I am programming a connect four AI for a small university project. It works fine on my core 2 duo, but I wondered if CUDA might speed it up.
I tried to find an implementation of minimax algorithm in CUDA, but I could not find any, and therefore I wonder if it is possible to do that in CUDA.
I know that there is no recursive function in CUDA, but that is not the real problem.
I read that the 32 threads of warp have to do the same instruction, is that true?
If I have a card with 200 stream processors, will each one of them be able to run a kernel searching a part of the tree, or will this be impossible because of SIMT?
You might be able to some kind of a breadth-first search by doing a “reverse reduction” (look at the reduction SDK sample, and then think about it in reverse). Then, when you hit whatever depth you want to search for, you can do a kind of forward reduction, saving the path taken to each end-node.

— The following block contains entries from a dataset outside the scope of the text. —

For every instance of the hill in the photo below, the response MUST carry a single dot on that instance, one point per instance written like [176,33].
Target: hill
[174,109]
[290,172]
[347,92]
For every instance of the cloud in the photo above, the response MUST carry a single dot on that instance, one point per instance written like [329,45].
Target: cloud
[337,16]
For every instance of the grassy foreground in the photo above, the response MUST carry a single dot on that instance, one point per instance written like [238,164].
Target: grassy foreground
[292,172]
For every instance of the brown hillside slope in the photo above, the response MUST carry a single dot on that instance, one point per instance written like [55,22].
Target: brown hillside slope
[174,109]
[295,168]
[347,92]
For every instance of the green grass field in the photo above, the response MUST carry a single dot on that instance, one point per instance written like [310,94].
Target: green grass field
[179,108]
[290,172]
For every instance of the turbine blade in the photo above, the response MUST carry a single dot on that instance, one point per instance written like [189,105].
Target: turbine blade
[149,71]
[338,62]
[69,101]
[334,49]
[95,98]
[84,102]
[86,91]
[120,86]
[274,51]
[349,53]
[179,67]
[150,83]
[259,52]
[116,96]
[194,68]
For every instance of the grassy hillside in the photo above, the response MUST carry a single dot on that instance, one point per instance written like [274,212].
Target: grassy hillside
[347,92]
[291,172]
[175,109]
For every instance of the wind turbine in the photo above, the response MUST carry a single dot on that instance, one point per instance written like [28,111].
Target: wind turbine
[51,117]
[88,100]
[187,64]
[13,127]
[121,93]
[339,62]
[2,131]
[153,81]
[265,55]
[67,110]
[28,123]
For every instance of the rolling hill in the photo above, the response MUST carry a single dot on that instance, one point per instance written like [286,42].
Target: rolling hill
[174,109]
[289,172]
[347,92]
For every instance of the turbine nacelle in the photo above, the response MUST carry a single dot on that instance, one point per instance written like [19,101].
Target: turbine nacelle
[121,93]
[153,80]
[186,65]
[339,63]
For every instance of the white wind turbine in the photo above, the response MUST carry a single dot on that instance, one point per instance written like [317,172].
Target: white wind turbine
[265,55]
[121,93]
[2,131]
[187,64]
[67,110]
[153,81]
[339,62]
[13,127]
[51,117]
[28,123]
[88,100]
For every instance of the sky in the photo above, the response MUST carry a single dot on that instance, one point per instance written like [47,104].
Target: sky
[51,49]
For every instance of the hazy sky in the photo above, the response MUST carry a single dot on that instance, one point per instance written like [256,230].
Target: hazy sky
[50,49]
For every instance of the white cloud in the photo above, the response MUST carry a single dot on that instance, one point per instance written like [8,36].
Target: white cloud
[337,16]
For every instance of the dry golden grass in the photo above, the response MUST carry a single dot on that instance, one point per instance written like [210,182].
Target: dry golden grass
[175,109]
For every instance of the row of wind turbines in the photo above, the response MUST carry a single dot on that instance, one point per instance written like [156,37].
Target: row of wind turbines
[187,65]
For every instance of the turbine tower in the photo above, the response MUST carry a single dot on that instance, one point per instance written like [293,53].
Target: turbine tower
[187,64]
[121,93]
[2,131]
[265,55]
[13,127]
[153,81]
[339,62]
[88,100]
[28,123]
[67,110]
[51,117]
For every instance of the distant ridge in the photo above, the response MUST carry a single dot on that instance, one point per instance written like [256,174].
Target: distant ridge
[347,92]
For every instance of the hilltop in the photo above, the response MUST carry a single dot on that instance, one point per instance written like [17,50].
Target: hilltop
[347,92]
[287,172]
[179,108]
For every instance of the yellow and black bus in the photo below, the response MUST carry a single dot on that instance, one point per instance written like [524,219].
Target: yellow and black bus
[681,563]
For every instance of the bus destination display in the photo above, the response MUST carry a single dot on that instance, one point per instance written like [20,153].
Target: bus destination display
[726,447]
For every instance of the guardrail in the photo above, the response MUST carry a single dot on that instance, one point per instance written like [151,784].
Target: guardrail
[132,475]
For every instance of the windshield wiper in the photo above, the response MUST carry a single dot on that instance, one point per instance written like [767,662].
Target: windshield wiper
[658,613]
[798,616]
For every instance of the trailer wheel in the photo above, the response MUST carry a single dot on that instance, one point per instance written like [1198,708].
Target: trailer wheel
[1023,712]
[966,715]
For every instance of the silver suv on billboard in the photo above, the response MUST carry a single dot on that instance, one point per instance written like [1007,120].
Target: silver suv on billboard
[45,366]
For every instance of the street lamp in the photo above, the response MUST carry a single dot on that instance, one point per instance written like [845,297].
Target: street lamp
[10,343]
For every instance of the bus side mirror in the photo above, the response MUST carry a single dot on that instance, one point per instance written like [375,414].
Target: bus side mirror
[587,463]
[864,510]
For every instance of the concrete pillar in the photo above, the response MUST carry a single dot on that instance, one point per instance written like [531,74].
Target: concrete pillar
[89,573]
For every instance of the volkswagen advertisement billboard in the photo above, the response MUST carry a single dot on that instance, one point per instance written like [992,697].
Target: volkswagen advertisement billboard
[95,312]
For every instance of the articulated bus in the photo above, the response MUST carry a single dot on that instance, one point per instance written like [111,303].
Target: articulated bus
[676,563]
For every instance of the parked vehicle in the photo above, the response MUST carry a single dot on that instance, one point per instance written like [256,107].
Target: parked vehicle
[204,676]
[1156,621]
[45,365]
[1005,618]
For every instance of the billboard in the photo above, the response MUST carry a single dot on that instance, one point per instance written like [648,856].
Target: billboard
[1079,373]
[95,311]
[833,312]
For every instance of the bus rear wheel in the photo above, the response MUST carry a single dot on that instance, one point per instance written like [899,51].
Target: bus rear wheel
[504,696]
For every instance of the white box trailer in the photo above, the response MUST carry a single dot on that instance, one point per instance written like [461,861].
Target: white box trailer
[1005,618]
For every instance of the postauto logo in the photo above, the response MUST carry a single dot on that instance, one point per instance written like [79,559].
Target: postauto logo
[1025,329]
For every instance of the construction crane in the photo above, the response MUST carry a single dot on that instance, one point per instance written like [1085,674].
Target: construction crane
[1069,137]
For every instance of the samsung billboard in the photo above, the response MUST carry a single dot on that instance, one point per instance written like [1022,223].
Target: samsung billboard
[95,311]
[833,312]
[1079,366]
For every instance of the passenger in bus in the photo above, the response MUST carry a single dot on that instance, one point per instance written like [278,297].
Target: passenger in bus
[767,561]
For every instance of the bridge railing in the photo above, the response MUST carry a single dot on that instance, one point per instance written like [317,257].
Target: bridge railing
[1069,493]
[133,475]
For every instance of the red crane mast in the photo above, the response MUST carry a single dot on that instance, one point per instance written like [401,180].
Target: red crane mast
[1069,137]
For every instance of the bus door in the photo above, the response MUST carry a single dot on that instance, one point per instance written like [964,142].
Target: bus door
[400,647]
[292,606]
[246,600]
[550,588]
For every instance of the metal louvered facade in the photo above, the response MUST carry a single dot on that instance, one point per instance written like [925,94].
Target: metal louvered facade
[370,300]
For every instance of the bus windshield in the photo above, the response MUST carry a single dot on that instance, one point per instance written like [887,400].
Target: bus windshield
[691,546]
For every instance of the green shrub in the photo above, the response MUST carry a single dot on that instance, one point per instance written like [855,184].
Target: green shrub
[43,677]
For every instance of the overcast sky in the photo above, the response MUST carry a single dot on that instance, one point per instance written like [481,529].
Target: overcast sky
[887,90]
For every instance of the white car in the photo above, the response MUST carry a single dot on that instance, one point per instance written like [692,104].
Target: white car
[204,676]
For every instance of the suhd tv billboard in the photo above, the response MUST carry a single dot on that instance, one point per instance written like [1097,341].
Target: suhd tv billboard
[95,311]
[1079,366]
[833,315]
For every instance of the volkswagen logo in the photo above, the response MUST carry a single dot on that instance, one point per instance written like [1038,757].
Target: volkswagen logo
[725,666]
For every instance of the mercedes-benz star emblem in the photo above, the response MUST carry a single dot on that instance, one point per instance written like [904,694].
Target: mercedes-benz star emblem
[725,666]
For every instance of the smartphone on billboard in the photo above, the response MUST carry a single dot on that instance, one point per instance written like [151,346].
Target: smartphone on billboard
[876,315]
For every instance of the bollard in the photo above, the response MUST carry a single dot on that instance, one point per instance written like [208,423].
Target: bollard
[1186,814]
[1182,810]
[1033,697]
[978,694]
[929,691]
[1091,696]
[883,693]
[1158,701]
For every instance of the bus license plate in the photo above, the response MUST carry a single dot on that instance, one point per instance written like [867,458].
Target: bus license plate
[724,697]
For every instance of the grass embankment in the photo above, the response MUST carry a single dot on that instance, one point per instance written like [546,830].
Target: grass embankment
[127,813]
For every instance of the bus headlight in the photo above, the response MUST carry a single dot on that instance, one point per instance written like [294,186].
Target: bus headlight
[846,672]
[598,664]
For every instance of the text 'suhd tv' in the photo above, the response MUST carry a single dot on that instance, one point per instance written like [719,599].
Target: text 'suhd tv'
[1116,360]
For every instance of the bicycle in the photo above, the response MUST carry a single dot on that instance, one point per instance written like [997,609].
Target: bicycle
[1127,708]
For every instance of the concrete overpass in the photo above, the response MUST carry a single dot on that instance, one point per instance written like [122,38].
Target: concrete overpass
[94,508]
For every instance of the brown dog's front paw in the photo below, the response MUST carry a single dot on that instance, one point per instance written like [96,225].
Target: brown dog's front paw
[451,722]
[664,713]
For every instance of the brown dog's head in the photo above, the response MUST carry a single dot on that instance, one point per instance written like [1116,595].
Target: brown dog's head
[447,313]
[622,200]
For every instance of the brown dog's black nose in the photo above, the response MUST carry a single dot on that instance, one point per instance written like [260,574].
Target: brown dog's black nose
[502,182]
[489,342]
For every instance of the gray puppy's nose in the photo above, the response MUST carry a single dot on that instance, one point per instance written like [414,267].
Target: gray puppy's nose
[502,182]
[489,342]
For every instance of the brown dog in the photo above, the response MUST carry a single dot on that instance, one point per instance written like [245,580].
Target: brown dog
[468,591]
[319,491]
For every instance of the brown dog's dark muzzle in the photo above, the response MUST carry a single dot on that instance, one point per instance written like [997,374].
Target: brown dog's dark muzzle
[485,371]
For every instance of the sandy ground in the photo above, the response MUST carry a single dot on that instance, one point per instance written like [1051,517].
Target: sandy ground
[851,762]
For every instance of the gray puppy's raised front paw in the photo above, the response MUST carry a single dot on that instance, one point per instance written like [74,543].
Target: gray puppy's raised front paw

Or, if your tree is symmetric (every node has the same number of children, at least in the sense that you allocate memory for the same number of children for each node), you will know the memory locations of each end-node, so you can copy the results of the reverse-reduction back to the host, loop through the check the values of all end-nodes, then work backwards to the current state from the optimal end-node in order to decide which move to take.
If you use what I said, don’t think of your kernel as searching part of the tree…instead think of your kernel (at least, the “reverse-reduction”) kernel as building your tree, which can be “searched” either by standard reduction on the GPU or by the “memory offset” method on the host.